Don Hilarión llegó a la plaza y con mucha soltura se acercó a un hombre grueso que acababa de desmontar de un viejo alazán. El hombre iba vestido de pantalón de montar y bajo sus polainas relucían finas espuelas de plata, lo que indicaba que era una persona decente.
- Buenas tardes le dé Dios, caballero –saludó amigablemente.
- Más buenas las tenga usía –respondió el interpelado, quien se mostró muy sorprendido, al verse tratado con tanta familiaridad.
- Le invito una copa mi estimado señor, que el sol del mediodía amerita refrescar el garguero –sin entender razones, don Hilarión lo tomó del brazo y lo condujo hacia la única fonda que existía en la antigua plaza de Huarás.
Mientras tanto, en la casa, el cocinero ya había preparado los dos pichones y al verlos tan sabrosos, vencido por un deseo irrefrenable, cogió una patita y se la engulló con gran gusto.
- ¡Jamás preparé potaje más sabroso! –se dijo el tipo. Y sin pensarlo dos veces, despachó la mercancía.
Una vez que se dio cuenta de las consecuencias que le traería su proceder, pensó del siguiente modo:
- Si el patrón me ha de echar a la calle por comerme uno de sus pichones, mejor será que me eche, por comerme los dos.
Y sin más, concluyó su obra. Pero como bien se sabe, después del gusto viene el susto, el cocinero de nuestra tradición se puso a pensar en cómo iba a justificar ante don Hilarión la desaparición de los dos pichones.

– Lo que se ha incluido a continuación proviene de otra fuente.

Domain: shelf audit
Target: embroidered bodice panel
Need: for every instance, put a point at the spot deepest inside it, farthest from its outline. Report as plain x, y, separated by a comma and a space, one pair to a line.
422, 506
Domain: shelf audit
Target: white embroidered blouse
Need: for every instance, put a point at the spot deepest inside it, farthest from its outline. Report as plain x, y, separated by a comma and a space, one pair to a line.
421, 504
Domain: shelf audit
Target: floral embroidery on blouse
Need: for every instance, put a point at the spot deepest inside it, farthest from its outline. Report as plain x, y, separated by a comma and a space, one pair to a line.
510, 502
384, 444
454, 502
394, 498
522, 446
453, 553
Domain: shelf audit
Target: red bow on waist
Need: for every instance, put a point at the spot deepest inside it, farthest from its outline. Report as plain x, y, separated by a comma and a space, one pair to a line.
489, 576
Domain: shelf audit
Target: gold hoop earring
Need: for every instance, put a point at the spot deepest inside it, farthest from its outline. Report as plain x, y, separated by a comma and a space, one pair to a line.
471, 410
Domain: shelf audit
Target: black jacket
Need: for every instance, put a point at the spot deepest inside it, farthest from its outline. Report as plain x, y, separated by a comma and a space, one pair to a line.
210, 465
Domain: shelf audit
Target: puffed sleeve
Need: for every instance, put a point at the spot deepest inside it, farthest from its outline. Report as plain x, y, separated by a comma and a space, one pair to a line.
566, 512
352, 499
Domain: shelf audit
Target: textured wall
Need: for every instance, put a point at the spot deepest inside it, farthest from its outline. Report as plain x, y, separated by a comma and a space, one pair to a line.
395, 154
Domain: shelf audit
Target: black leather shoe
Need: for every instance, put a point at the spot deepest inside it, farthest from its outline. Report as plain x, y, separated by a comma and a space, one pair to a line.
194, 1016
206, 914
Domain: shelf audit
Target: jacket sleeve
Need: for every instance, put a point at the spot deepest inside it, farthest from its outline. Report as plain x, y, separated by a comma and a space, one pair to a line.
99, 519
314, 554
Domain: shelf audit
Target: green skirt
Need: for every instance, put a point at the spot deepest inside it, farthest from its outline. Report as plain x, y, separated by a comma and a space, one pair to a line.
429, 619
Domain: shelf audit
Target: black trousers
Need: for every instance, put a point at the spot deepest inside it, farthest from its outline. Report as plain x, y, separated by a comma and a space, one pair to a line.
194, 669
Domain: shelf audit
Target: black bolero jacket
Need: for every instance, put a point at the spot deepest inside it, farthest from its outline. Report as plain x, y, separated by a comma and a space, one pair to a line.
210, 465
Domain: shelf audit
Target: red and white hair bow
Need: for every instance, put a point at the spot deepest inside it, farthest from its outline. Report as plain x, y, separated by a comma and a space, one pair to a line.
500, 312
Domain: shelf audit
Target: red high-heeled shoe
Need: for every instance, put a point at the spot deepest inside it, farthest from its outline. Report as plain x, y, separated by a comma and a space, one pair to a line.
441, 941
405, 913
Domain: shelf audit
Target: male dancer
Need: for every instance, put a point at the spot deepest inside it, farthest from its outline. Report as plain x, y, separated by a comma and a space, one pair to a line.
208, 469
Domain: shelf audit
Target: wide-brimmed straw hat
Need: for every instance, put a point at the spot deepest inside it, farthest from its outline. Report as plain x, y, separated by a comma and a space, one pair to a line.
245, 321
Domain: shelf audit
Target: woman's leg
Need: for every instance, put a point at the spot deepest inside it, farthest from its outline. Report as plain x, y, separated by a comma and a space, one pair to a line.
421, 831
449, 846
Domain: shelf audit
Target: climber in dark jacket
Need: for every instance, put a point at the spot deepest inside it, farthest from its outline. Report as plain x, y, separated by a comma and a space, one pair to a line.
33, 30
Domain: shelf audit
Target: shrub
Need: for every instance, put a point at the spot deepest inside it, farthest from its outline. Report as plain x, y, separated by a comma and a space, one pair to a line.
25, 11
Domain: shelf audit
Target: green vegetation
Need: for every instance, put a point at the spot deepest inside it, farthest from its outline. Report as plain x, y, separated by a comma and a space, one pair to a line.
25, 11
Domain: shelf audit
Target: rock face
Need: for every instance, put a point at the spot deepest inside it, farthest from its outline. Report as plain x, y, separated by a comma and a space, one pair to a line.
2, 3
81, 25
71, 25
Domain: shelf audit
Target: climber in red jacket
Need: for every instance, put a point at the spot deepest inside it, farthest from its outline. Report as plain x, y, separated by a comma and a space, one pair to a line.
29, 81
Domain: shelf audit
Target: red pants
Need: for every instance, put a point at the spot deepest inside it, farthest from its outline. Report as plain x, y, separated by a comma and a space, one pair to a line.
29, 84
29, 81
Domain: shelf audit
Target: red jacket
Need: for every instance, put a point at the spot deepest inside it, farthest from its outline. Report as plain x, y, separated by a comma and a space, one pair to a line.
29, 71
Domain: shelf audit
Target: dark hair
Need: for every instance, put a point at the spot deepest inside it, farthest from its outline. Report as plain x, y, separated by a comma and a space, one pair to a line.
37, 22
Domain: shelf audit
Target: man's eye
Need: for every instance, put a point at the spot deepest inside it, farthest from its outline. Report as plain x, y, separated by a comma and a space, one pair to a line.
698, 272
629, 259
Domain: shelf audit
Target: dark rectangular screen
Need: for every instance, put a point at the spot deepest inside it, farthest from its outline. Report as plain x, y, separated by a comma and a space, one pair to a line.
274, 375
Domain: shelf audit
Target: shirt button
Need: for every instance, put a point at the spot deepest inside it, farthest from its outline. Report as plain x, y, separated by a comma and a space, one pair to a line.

En la fonda, luego de tomarse un capitán, trago de moda es ese entonces, no tardó mucho nuestro amigo, en convencer al viajero le acompañe a almorzar. Conversando amenamente llegaron a la casa del anfitrión. Cruzando el amplio zaguán, ya en el patio el invitado pudo admirar los hermosos maceteros de piedra de Póngor, que contenían bellísimas malvas de olor, de verdes hojas y bermejas flores. Don Hilarión abrió las puertas de la mampara que daba acceso a una amplia sala, muy bien adornada con muebles de Viena y espejos biselados.
- Tome asiento por favor. Póngase cómodo y siéntase como en su casa. Yo me retiro por unos instantes a cambiarme de saco; con su permiso. –Don Hilarión dejó a su invitado cavilando sobre su extraño comportamiento.
Su sorpresa fue mayor cuando ve ingresar con sigilo a la sala a un hombre sudoroso que desesperado le espeta en la cara:
- ¡Insensato, que hace vuestra merced en esta casa! ¡No sabe que mi amo es pishtaco! ¡Acaba de ir por su alfanje!
- ¡Qué…! ¡Qué me dice...! –balbuceó atónito el viajero.
- ¡Coja su sombrero y huya de aquí hombre de Dios, antes de que mi amo le corte los testes!
- ¡Patrón, patrón... qué clase de invitado ha traído usted!
- ¿Qué pasa, que sucede? –Inquirió sorprendido.
- Ese hombre ha entrado a mi cocina y se ha llevado los dos pichones.
- ¿Qué cosa...? –don Hilarión salió al zaguán a dar alcance al que creía ladrón, pero éste ya estaba en la otra cuadra.
- ¡Oiga, oiga, déjeme uno siquiera! –suplicaba el pobre hombre.
El susto se tornó en cólera en el viajero.
- ¿Cómo? ¿Que le deje uno de mis testes? ¿Habrase visto semejante atrevimiento? –Y parándose en medio de la calle le hizo un tremendo corte de manga y siguió su camino.
Santo remedio. A partir de aquel día don Hilarión se abstuvo de llevar extraños a su casa. Y sin hacerse ascos, sentó al cocinero a su mesa para que le haga conversación.